Children may not receive much guidance, nurturing, and parental attention” (Morin). The outlined method of parenting can be seen in the Montagues’ lack of knowledge regarding where Romeo is, such as when he is at the Capulet house party. This style of parenting directly impacts Romeo by giving him no guidance or basic understanding of how to handle situations like the ones seen throughout the play. The aggressive and lackluster parenting styles of Romeo and Juliet’s parents left them destitute of knowledge that would have prevented their young deaths.
Some may see that society did not influence the characters of Romeo and Juliet nor Romeo and Juliet’s deaths, but Friar Lawrence did. This may be concluded from interactions between Friar Lawrence and Juliet in Act 4 Scene 1, for example “Take thou this vial, being then in bed, and this distilling liquor drink thou off. When presently through all thy veins shall run a cold and drowsy humor, for no pulse shall keep his native progress, but surcease. No warmth, no breath, shall testify thou livest…” (Shakespeare). This may lead someone to believe had Friar not given Juliet the false poison neither teen’s death would have happened. Though this conclusion may seem logical it is false. This is the effect of society because of the trust Friar Lawrence, as a priest, was given.
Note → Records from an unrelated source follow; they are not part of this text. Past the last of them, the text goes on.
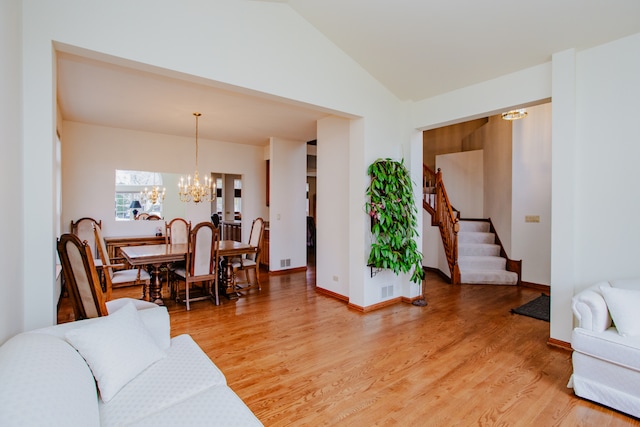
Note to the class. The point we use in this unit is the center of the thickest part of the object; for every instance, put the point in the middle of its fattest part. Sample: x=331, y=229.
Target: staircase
x=473, y=250
x=479, y=258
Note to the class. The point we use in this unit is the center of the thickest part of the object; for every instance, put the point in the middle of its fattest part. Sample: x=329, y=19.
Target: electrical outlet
x=386, y=291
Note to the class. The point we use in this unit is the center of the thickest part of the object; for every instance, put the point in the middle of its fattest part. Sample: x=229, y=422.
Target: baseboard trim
x=559, y=344
x=374, y=307
x=544, y=288
x=332, y=294
x=287, y=271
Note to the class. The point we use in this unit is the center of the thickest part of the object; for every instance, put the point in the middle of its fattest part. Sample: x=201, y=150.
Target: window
x=129, y=184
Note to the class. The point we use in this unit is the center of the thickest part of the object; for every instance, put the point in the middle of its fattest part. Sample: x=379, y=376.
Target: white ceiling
x=416, y=48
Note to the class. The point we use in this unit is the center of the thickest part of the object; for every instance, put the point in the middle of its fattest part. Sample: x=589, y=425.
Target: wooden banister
x=436, y=202
x=448, y=225
x=428, y=192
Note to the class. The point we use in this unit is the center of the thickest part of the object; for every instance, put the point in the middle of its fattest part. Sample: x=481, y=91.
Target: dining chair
x=249, y=261
x=176, y=232
x=123, y=277
x=80, y=274
x=202, y=263
x=83, y=228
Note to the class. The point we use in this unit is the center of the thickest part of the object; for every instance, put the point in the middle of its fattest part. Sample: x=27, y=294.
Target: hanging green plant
x=393, y=219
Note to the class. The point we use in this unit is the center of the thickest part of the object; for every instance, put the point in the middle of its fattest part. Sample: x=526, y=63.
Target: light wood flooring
x=300, y=358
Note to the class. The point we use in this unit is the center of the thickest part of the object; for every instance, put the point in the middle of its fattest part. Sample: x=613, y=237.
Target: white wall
x=462, y=174
x=11, y=223
x=530, y=241
x=498, y=177
x=333, y=229
x=91, y=154
x=287, y=204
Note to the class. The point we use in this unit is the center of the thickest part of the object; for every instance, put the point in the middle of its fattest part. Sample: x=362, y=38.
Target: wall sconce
x=515, y=114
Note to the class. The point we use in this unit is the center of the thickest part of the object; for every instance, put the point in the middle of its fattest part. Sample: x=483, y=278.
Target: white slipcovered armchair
x=606, y=344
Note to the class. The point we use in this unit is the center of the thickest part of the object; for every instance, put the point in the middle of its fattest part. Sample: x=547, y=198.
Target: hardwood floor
x=298, y=357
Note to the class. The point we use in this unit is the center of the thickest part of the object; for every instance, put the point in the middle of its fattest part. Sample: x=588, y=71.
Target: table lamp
x=135, y=205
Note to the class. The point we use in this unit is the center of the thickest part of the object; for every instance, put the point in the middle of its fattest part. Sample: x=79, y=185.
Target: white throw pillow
x=117, y=348
x=624, y=307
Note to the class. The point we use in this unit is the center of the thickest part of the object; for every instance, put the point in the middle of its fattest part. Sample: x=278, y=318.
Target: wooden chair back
x=107, y=266
x=81, y=277
x=83, y=228
x=255, y=238
x=202, y=256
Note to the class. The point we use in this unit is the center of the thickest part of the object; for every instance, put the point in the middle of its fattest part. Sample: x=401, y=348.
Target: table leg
x=227, y=279
x=156, y=286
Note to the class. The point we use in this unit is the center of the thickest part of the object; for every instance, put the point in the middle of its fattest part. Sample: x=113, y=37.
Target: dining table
x=162, y=254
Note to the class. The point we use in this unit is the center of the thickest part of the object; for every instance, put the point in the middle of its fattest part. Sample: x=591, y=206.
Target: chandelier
x=193, y=190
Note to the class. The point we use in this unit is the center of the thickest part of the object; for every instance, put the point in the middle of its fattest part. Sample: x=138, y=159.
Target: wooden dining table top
x=159, y=254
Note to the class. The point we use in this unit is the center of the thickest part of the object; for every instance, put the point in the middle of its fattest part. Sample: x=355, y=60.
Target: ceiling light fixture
x=515, y=114
x=194, y=191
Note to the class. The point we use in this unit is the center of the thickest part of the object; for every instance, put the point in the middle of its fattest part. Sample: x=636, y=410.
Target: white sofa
x=45, y=380
x=606, y=344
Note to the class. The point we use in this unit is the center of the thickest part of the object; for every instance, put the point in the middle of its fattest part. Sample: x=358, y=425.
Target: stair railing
x=436, y=202
x=429, y=192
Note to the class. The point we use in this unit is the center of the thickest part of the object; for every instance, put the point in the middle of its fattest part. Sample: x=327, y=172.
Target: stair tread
x=489, y=277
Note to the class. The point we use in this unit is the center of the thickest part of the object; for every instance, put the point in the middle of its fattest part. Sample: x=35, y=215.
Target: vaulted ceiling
x=415, y=48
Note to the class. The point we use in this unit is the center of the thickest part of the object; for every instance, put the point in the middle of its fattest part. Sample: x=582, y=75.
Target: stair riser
x=481, y=226
x=485, y=263
x=489, y=277
x=478, y=249
x=476, y=237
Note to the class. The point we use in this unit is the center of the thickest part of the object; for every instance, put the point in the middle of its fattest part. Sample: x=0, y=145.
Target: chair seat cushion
x=128, y=276
x=608, y=345
x=245, y=263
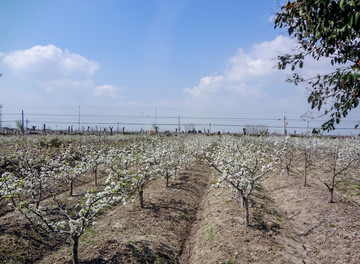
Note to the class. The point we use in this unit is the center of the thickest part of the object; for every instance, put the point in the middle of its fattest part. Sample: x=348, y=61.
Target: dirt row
x=192, y=222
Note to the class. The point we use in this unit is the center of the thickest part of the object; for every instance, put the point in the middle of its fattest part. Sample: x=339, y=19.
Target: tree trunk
x=246, y=207
x=75, y=249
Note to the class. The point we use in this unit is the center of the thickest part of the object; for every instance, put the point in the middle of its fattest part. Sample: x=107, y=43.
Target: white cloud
x=248, y=73
x=260, y=60
x=66, y=85
x=106, y=90
x=272, y=18
x=208, y=84
x=50, y=62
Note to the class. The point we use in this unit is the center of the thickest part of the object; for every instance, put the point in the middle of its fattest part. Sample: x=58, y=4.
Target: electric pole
x=79, y=118
x=285, y=124
x=22, y=121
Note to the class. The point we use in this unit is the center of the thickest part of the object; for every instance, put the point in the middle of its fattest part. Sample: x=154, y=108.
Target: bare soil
x=193, y=222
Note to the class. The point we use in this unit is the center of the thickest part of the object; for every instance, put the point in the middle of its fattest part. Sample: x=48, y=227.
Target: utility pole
x=285, y=124
x=0, y=116
x=155, y=115
x=22, y=121
x=79, y=118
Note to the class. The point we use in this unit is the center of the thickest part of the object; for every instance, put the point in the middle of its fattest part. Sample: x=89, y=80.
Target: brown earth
x=193, y=222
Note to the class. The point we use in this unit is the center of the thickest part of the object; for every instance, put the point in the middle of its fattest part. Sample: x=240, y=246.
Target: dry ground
x=193, y=222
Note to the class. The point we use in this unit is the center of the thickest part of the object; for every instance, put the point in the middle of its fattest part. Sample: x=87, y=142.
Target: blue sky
x=189, y=58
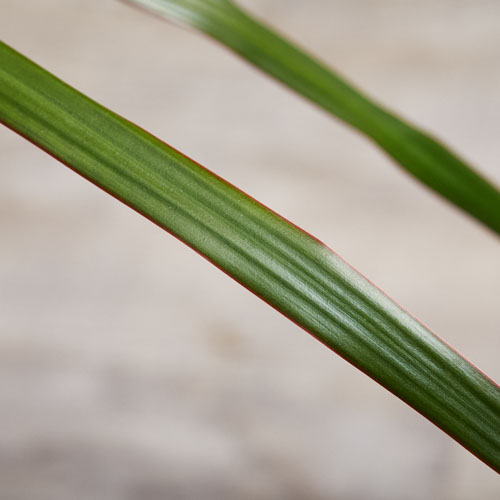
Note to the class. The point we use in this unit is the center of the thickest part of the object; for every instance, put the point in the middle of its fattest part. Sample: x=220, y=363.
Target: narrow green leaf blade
x=417, y=152
x=286, y=267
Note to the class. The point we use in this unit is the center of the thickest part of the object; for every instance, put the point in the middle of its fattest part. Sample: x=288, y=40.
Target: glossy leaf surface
x=417, y=152
x=286, y=267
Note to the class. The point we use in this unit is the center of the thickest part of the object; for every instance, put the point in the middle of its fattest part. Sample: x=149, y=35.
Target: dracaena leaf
x=286, y=267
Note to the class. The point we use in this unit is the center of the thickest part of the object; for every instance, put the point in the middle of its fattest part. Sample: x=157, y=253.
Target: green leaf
x=421, y=155
x=286, y=267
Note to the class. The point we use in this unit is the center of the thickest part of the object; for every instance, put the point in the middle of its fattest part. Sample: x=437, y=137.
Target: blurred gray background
x=130, y=368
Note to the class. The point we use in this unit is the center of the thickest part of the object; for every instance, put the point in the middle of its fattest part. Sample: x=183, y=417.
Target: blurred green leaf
x=417, y=152
x=281, y=264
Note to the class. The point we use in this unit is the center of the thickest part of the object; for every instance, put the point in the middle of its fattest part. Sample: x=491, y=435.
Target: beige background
x=132, y=369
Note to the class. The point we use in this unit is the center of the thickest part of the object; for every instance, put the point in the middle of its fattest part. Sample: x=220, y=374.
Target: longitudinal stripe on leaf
x=417, y=152
x=284, y=266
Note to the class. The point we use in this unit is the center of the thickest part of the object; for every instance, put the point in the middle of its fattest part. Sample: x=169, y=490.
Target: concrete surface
x=132, y=369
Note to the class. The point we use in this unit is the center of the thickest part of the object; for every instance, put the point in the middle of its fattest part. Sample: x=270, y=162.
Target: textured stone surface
x=132, y=369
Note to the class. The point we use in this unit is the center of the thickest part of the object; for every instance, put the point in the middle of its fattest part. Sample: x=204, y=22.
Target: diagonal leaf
x=417, y=152
x=281, y=264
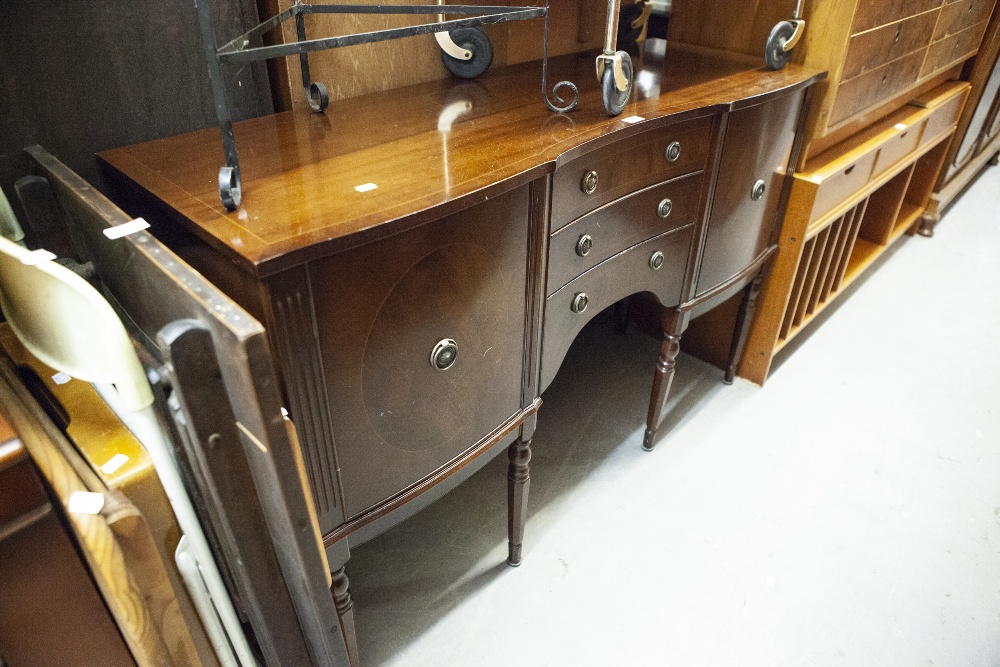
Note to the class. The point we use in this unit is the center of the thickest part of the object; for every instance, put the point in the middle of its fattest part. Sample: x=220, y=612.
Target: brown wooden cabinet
x=421, y=281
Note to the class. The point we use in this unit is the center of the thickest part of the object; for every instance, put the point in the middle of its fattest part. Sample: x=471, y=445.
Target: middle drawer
x=621, y=224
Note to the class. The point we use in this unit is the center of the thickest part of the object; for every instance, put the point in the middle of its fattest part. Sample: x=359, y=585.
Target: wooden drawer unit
x=874, y=13
x=850, y=204
x=587, y=242
x=755, y=158
x=628, y=272
x=869, y=50
x=628, y=165
x=398, y=417
x=878, y=85
x=944, y=105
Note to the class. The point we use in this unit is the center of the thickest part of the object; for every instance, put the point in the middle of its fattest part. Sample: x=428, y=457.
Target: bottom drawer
x=628, y=272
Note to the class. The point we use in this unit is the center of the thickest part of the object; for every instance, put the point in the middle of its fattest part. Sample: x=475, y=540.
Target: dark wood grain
x=300, y=169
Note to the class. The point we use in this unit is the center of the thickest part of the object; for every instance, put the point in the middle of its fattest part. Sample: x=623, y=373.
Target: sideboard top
x=429, y=149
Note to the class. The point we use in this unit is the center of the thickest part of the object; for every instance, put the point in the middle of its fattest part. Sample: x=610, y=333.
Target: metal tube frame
x=239, y=51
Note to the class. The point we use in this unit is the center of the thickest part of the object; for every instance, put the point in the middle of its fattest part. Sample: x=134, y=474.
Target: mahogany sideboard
x=422, y=259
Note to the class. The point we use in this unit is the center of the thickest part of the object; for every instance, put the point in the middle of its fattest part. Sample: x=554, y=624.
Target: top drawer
x=873, y=13
x=620, y=168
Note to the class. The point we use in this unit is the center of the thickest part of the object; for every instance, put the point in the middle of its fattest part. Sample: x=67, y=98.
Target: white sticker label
x=86, y=502
x=37, y=257
x=119, y=231
x=114, y=464
x=61, y=377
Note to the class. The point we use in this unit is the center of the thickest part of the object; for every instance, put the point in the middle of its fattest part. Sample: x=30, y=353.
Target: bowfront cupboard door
x=403, y=354
x=758, y=144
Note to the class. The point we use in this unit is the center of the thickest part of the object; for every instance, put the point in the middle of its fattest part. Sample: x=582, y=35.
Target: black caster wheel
x=774, y=51
x=614, y=99
x=230, y=191
x=317, y=97
x=476, y=41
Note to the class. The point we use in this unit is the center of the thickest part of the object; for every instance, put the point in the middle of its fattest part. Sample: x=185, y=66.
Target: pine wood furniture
x=880, y=54
x=423, y=259
x=977, y=137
The extent of this trust is outlined in Simon Newman’s ‘s article where he states “The priest had a special place in society. He presided over baptisms and weddings and he was usually the sole source of education” (Newman). This blind trust that is given to priests was built into society and made no boundaries for priests nor doubt of their actions. This led to Friar’s questionable actions and Romeo and Juliet’s constant meetings with him being overlooked. The effect of Friar Lawrence on Romeo and Juliet’s deaths was only made possible by society’s trust in him as a priest.
To conclude, the cultural norms and standards of the 1600s led Romeo and Juliet to their deaths by putting them in a position that their brains couldn’t adequately process. Romeo and Juliet come from two opposing families of power. Their relationship, though unapproved of and hidden, is strengthened and becomes a dedication to one another. In less than a week of knowing each other they marry and then impulsively commit suicide to never be separated from one another in assuming false truths to be fact. These events leading to the deaths of Romeo and Juliet were caused by their parents and society.